BUENOS AIRES, Argentina (AP):
With three major votes on the agenda, Olympic leaders begin weeklong meetings today that will bring a close to Jacques Rogge's 12-year reign as International Olympic Committee (IOC) president.
The IOC convenes in Buenos Aires to choose a host city for the 2020 Games, elect Rogge's successor, and add a sport to the 2020 lineup.
First up, Rogge chairs his policy-making executive board for the last time, a two-day meeting to review a range of Olympic issues.
The full IOC then convenes starting Friday, for its 125th session, a landmark meeting that will set the Olympic movement's direction for the next decade.
On Saturday, the 100 or so IOC members will vote by secret ballot on the 2020 host, a three-way contest between Tokyo, Madrid and Istanbul. A day later, the members will choose between wrestling, squash and baseball-softball for a spot in the 2020 Games. And next week Tuesday, the IOC will elect a new president from among six contenders.
After a two-year global campaign, Tokyo is seen as a slight favourite going into the final days of the 2020 race, pushing their case as a "safe pair of hands" at a time of global uncertainty.
With the leak of radioactive water from the tsunami-crippled Fukushima nuclear plant raising concerns, Tokyo bid leader, Tsunekazu Takeda, has written to all IOC members seeking to reassure them that the city and its Olympic plans are "completely unaffected".
Madrid has picked up momentum in recent months, despite Spain's recession and 27-per cent unemployment rate. Madrid contends that its bid makes the most economic sense because most of the venues are already built and only $1.9 billion will be spent on construction.
Istanbul is urging the IOC to make a "historic" choice by taking the Games to a new region and a city that links Europe and Asia.
Wrestling, meanwhile, looks in strong position to win back its place for 2020 after being surprisingly dropped from the list of core sports in February by the IOC executive board.
BOOST IN FAN-FRIENDLINESS
Stung by the wake-up call, wrestling body FILA responded rapidly by changing leadership, giving women and athletes a bigger role in decision-making and adopting rule changes to make the sport more fan-friendly.
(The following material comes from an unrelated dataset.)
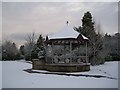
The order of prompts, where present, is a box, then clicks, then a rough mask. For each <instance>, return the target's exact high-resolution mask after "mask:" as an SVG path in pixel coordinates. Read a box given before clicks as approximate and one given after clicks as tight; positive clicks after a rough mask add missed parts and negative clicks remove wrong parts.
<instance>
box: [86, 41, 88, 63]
mask: <svg viewBox="0 0 120 90" xmlns="http://www.w3.org/2000/svg"><path fill="white" fill-rule="evenodd" d="M87 59H88V56H87V42H86V63H88V60H87Z"/></svg>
Men's baseball and women's softball, which have been out of the Olympics since the 2008 Beijing Games, have merged into a single federation to improve their chances for reinstatement. Squash is back for a third try at making it into the Olympics.
IOC Vice-president Thomas Bach, of Germany, has been considered the longtime front-runner to succeed Rogge, the Belgian surgeon who served one eight-year term and was re-elected in 2009 to a second and final four-year mandate.
Richard Carrion, a Puerto Rican banking executive who heads the IOC's finance commission, and Vice-president Ng Ser Miang, of Singapore, shape up as the other main contenders.
Also on the ballot are executive board members Sergey Bubka of Ukraine and C.K. Wu of Taiwan and former board member Denis Oswald, of Switzerland.